I haven't had a problem with regular inert gravel either.


----------



## ch3fb0yrdee (Jul 26, 2008)

What I plan on doing is have my 55 gal tank set up with normal tab water. Inside I will have Manzanita Driftwood, lots of it, and IAL, a couple new leaves added every month. With this, I am also going to run DIY yeast CO2 into the tank. With all if this, I hope the water pH gets lowered. The tank itself is going to be pretty brown due to tannins, but that is fine. I like the whole brown look. hehehe. Tank is going to be low tech, Java fern, moss (main moss will be bali moss.) I hope this works.


----------



## tex627 (Nov 2, 2008)

hey are you from sfbaaps? i read there that only sfbaaps members had bali moss.


----------



## orlando (Feb 14, 2007)

Do you mean shaggy Bali moss?


----------



## ch3fb0yrdee (Jul 26, 2008)

tex627 said:


> hey are you from sfbaaps? i read there that only sfbaaps members had bali moss.


Yep. A pround member of sfbaaps! I have bali moss and it's been growing in my tanks for a couple o months. I think I have enough now to scape a 55 gal tank. hehe.

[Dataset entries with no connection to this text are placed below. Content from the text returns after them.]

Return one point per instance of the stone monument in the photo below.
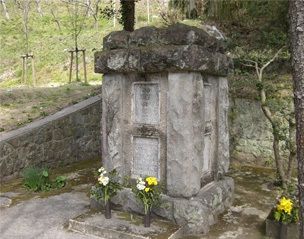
(165, 114)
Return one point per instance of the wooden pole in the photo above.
(71, 66)
(23, 70)
(114, 15)
(33, 71)
(148, 11)
(84, 66)
(76, 60)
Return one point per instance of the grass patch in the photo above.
(38, 179)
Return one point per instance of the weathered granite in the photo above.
(157, 117)
(123, 225)
(223, 129)
(176, 48)
(196, 214)
(185, 119)
(70, 135)
(250, 134)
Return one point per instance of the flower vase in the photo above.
(147, 219)
(281, 230)
(108, 209)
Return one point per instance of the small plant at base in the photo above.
(147, 190)
(36, 179)
(60, 182)
(286, 211)
(107, 186)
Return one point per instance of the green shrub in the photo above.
(37, 179)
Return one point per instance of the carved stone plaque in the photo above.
(145, 157)
(146, 103)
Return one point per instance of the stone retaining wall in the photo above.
(70, 135)
(250, 133)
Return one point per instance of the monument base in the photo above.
(123, 225)
(195, 214)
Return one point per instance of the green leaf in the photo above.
(277, 216)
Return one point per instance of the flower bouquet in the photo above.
(282, 221)
(106, 188)
(147, 191)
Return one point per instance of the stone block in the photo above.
(185, 131)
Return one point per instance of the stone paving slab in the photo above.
(123, 225)
(43, 218)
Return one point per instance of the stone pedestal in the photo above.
(165, 114)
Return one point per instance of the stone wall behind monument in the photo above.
(70, 135)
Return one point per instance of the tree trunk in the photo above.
(38, 6)
(296, 13)
(56, 20)
(148, 10)
(5, 9)
(128, 14)
(292, 147)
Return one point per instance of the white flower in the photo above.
(101, 170)
(103, 180)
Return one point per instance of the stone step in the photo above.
(124, 225)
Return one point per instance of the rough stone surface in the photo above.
(223, 129)
(250, 133)
(149, 49)
(162, 59)
(196, 214)
(156, 115)
(5, 202)
(122, 225)
(177, 34)
(70, 135)
(43, 218)
(112, 125)
(185, 134)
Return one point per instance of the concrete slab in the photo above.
(123, 225)
(43, 218)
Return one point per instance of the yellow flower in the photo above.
(151, 181)
(285, 205)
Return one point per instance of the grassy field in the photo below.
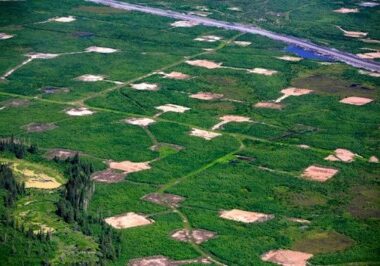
(253, 166)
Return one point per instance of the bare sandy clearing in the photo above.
(164, 261)
(164, 199)
(287, 257)
(372, 74)
(175, 75)
(128, 220)
(342, 155)
(262, 71)
(204, 63)
(356, 100)
(172, 108)
(245, 216)
(345, 10)
(61, 154)
(198, 236)
(207, 135)
(290, 58)
(353, 34)
(242, 43)
(373, 55)
(145, 86)
(292, 92)
(63, 19)
(317, 173)
(207, 96)
(90, 78)
(102, 50)
(269, 105)
(129, 167)
(298, 220)
(231, 118)
(143, 122)
(184, 24)
(108, 176)
(4, 36)
(42, 55)
(39, 127)
(82, 111)
(208, 38)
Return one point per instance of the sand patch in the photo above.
(128, 220)
(231, 118)
(204, 134)
(287, 257)
(353, 34)
(269, 105)
(184, 24)
(292, 92)
(4, 36)
(356, 100)
(207, 96)
(90, 78)
(172, 108)
(345, 10)
(373, 55)
(164, 261)
(129, 167)
(143, 122)
(290, 58)
(242, 43)
(262, 71)
(63, 19)
(175, 75)
(204, 63)
(102, 50)
(39, 127)
(208, 38)
(164, 199)
(341, 155)
(197, 236)
(320, 174)
(61, 154)
(145, 86)
(81, 111)
(108, 176)
(245, 216)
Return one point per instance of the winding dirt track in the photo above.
(347, 58)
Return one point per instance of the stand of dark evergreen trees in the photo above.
(17, 147)
(73, 205)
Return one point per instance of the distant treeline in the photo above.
(17, 147)
(73, 204)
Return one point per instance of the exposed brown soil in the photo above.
(39, 127)
(164, 199)
(287, 257)
(356, 100)
(61, 154)
(317, 173)
(342, 155)
(245, 216)
(108, 176)
(269, 105)
(198, 236)
(128, 220)
(207, 135)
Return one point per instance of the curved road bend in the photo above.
(347, 58)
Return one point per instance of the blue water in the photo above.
(307, 54)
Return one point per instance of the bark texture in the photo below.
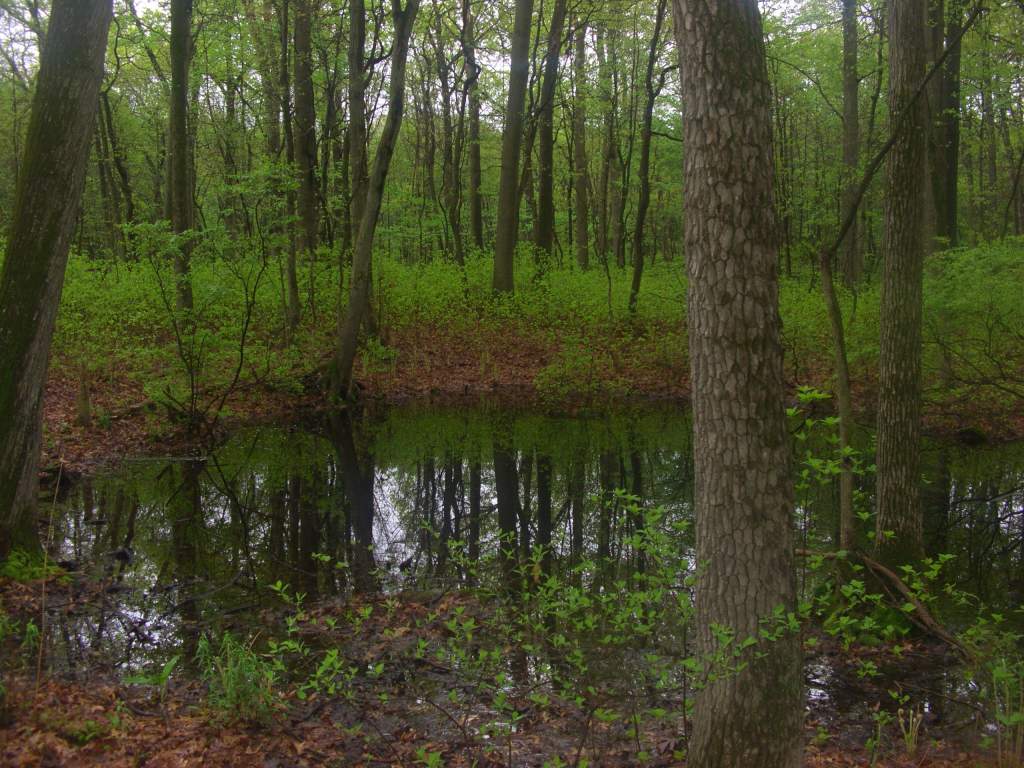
(358, 295)
(180, 189)
(56, 150)
(508, 185)
(852, 260)
(581, 181)
(898, 532)
(743, 495)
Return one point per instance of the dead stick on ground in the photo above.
(924, 616)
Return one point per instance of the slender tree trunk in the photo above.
(305, 128)
(898, 535)
(508, 193)
(180, 192)
(46, 202)
(473, 73)
(946, 197)
(643, 202)
(293, 307)
(546, 148)
(358, 295)
(357, 473)
(357, 82)
(852, 261)
(752, 718)
(580, 176)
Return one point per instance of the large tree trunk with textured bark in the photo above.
(898, 532)
(506, 236)
(754, 717)
(56, 150)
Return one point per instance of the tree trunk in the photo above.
(852, 259)
(508, 193)
(945, 196)
(293, 306)
(358, 477)
(546, 148)
(358, 295)
(180, 192)
(898, 534)
(46, 202)
(743, 498)
(580, 176)
(643, 201)
(305, 139)
(473, 72)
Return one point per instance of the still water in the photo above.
(418, 501)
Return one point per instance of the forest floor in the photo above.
(487, 368)
(83, 717)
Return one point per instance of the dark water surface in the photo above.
(416, 500)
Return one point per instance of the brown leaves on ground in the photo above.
(68, 724)
(482, 364)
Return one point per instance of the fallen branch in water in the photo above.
(924, 617)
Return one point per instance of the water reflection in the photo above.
(427, 500)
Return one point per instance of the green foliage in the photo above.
(26, 566)
(241, 684)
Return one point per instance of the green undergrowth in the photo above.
(116, 320)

Orlando, I am not sure what the shaggy Bali moss is that you are referring too. Maybe it is the same Bali moss that I have.


----------



## tex627 (Nov 2, 2008)

lol im from sfbaaps too =) im kevin liang


----------



## ch3fb0yrdee (Jul 26, 2008)

Oh hey Kevin. I see your posts on sfbaaps. YOu polly see my LF post all the time. LOl


----------



## jnaz (May 18, 2007)

Why not just buy 2 bags of it and make your life a lot easier?


----------



## ch3fb0yrdee (Jul 26, 2008)

I could, but then I have to wait 4 weeks, deal with algae, and then I cant rescape as much since AS is a pain when you disturb it. Scared of algae issues too.


----------



## tex627 (Nov 2, 2008)

i've been using aquasoil and if you have a good filter and use an old filter's sponge 1 week of cycling would be long enough for amazonia 2. i havent had much algae and i disturb my soil all the time. a good filtration system is the key. i have a good sized colony of CRS and since im moving soon i was planning to get rid of it. someone from SFBAAPS said he'd take them all but he hasnt replied to my pm yet. so if doesnt take them i could sell them to you for a very CHEAP price. something like 1$ each.


----------



## studdedsham (Oct 2, 2007)

If you're opening that offer to anyone else I'm in to take some.


----------



## tex627 (Nov 2, 2008)

if it falls through i'll let you know. it'll only be 1$ each if you take the whole colony and most are only about a week old but i shipped them before and they shipped pretty well.


----------